Высик, шлепнув трубку на рычаг, совсем забылся в размышлениях. Наступал момент, которого он никому не мог доверить, даже полковнику Переводову... Хотя к полковнику Высик проникся глубочайшим уважением. И даже то, что полковник скрыл от него: Бернес побывает в его районе, обязательно побывает, хотя сам Высик излагал полковнику версию, что Кирзач в его районе скорей всего на убийство пойдет… Мог после этого Переводов поделиться с Высиком, мог. Но не поделился. Малость слукавил, можно считать. Что ж, может, все и правильно, по оперативной надобности. Но теперь и Высик мог в чем-то слукавить, о чем-то умолчать. Полное право имел.
Да, но при этом… Предстояло все решать самому - и на все-провсе были лишь одни сутки.
Высик до утра не спал. И врач тоже. Кроме всего прочего, получил он от академика машинописную копию - чуть не под четвертую копирку - большого цикла стихов Пастернака, озаглавленного "Стихи из романа", и про этот роман, к которому относились стихи, уже шла дурная молва, что роман во властях не понравился. Первые грозные статьи в центральных газетах уже мелькнули, и никто не знал, утихнет на этом гроза или пройдет стороной.
Вспомнились почему-то стихи фронтового поэта, написавшего про жизнь а окопах: "...Когда веселый Николай Отрада Читал мне Пастернака на бегу..." Как и большинство поэтов, этот попал в ополчение, а из ополчения почти никто не выжил... Но само чтение стихов Пастернака было обозначением свободы, практически недоступной в мирной жизни - той свободы, ради которой и на передовой можно было оказаться.
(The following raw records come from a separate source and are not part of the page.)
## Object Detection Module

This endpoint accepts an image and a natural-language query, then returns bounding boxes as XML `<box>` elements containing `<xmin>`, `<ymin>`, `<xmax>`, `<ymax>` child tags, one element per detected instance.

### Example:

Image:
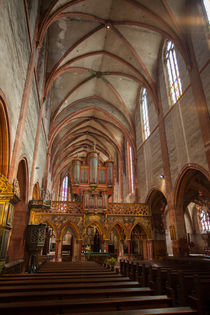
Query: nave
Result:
<box><xmin>0</xmin><ymin>261</ymin><xmax>210</xmax><ymax>315</ymax></box>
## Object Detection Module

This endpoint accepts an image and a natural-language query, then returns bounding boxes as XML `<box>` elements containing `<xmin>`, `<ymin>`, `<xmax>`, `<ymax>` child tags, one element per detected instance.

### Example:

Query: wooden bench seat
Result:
<box><xmin>0</xmin><ymin>287</ymin><xmax>153</xmax><ymax>303</ymax></box>
<box><xmin>0</xmin><ymin>295</ymin><xmax>171</xmax><ymax>315</ymax></box>
<box><xmin>0</xmin><ymin>281</ymin><xmax>139</xmax><ymax>293</ymax></box>
<box><xmin>0</xmin><ymin>276</ymin><xmax>129</xmax><ymax>287</ymax></box>
<box><xmin>0</xmin><ymin>273</ymin><xmax>121</xmax><ymax>284</ymax></box>
<box><xmin>0</xmin><ymin>271</ymin><xmax>116</xmax><ymax>281</ymax></box>
<box><xmin>62</xmin><ymin>306</ymin><xmax>197</xmax><ymax>315</ymax></box>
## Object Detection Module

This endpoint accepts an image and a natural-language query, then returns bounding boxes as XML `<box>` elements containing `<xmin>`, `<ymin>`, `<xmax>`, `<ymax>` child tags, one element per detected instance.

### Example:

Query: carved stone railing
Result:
<box><xmin>50</xmin><ymin>201</ymin><xmax>83</xmax><ymax>215</ymax></box>
<box><xmin>30</xmin><ymin>200</ymin><xmax>151</xmax><ymax>217</ymax></box>
<box><xmin>108</xmin><ymin>203</ymin><xmax>151</xmax><ymax>216</ymax></box>
<box><xmin>29</xmin><ymin>200</ymin><xmax>83</xmax><ymax>215</ymax></box>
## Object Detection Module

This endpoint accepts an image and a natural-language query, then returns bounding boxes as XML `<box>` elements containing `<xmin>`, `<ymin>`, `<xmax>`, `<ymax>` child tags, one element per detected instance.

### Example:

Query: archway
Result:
<box><xmin>176</xmin><ymin>168</ymin><xmax>210</xmax><ymax>255</ymax></box>
<box><xmin>108</xmin><ymin>224</ymin><xmax>126</xmax><ymax>259</ymax></box>
<box><xmin>148</xmin><ymin>189</ymin><xmax>167</xmax><ymax>259</ymax></box>
<box><xmin>42</xmin><ymin>222</ymin><xmax>56</xmax><ymax>259</ymax></box>
<box><xmin>8</xmin><ymin>159</ymin><xmax>29</xmax><ymax>261</ymax></box>
<box><xmin>83</xmin><ymin>223</ymin><xmax>103</xmax><ymax>253</ymax></box>
<box><xmin>131</xmin><ymin>224</ymin><xmax>147</xmax><ymax>260</ymax></box>
<box><xmin>32</xmin><ymin>182</ymin><xmax>40</xmax><ymax>200</ymax></box>
<box><xmin>0</xmin><ymin>91</ymin><xmax>10</xmax><ymax>176</ymax></box>
<box><xmin>61</xmin><ymin>227</ymin><xmax>76</xmax><ymax>261</ymax></box>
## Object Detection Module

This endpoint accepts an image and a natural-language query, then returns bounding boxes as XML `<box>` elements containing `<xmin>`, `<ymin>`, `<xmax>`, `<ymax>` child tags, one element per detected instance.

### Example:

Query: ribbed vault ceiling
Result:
<box><xmin>38</xmin><ymin>0</ymin><xmax>185</xmax><ymax>184</ymax></box>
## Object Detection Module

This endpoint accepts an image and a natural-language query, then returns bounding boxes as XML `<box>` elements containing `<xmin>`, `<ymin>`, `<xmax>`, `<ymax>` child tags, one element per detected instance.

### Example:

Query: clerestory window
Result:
<box><xmin>199</xmin><ymin>208</ymin><xmax>210</xmax><ymax>233</ymax></box>
<box><xmin>203</xmin><ymin>0</ymin><xmax>210</xmax><ymax>24</ymax></box>
<box><xmin>141</xmin><ymin>88</ymin><xmax>150</xmax><ymax>140</ymax></box>
<box><xmin>61</xmin><ymin>175</ymin><xmax>69</xmax><ymax>201</ymax></box>
<box><xmin>165</xmin><ymin>41</ymin><xmax>182</xmax><ymax>105</ymax></box>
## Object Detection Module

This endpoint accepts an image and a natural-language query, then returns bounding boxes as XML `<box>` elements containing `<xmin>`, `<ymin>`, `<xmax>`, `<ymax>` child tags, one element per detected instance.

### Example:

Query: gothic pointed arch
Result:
<box><xmin>0</xmin><ymin>89</ymin><xmax>10</xmax><ymax>176</ymax></box>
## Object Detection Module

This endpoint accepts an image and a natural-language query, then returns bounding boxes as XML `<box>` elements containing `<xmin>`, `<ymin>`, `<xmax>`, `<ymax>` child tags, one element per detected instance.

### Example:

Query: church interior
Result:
<box><xmin>0</xmin><ymin>0</ymin><xmax>210</xmax><ymax>315</ymax></box>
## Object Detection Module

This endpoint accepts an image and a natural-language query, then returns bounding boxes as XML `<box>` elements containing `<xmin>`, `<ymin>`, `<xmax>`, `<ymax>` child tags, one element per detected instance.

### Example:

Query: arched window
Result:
<box><xmin>61</xmin><ymin>175</ymin><xmax>69</xmax><ymax>201</ymax></box>
<box><xmin>165</xmin><ymin>41</ymin><xmax>182</xmax><ymax>105</ymax></box>
<box><xmin>127</xmin><ymin>142</ymin><xmax>134</xmax><ymax>193</ymax></box>
<box><xmin>141</xmin><ymin>88</ymin><xmax>150</xmax><ymax>140</ymax></box>
<box><xmin>129</xmin><ymin>146</ymin><xmax>134</xmax><ymax>193</ymax></box>
<box><xmin>199</xmin><ymin>207</ymin><xmax>210</xmax><ymax>233</ymax></box>
<box><xmin>203</xmin><ymin>0</ymin><xmax>210</xmax><ymax>24</ymax></box>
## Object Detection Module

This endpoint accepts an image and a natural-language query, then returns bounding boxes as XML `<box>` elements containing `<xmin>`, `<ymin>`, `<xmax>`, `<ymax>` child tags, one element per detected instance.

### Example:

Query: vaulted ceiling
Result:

Как Игорь Алексеевич узнает потом, сам Пастернак в финале романа про это написал - и очень точно - да, про ту свободу, про ту легкость дыхания, которую подарила война...
А пока, сам Игорь Алексеевич чувствовал себя как в окопах, начиная с первых строк, в стихотворении "Гамлет":
Гул затих. Я вышел на подмостки,
Прислонясь к дверному косяку...
И понеслось, и потекло. Было понятно, что стихи про Магдалину и Христа вряд ли в печать проскочат... Хотя, кто его знает, в наше время качелей. Но почему-то верилось, что сам роман будет издан, и станет ясно, что же это за проза, завершением которой становятся такие стихи...
Врач ничего не сказал Высику об этой подборке не потому, что Высику не доверял - между ним и Высиком доверие существовало полное, еще с самых страшных и тяжелых времен. Просто врач воспринимал Высика человеком антипоэтическим, которому всякие подборки до лампочки. Конечно, Высик сохранил архив Игоря Алексеевича, чтобы архив при аресте не погиб, и очень живо воспринял некогда Бодлера, которого врач продекламировал ему по французски, сразу на русский переведя - но в все это было, так сказать, в пределах личного, в пределах того, что так или иначе непосредственно затрагивало, по биографии, а чтобы Высик, вне непосредственного соприкосновения с личным, как-то отреагировал на стихи, не положенные на музыку - нет, такого просто быть не могло.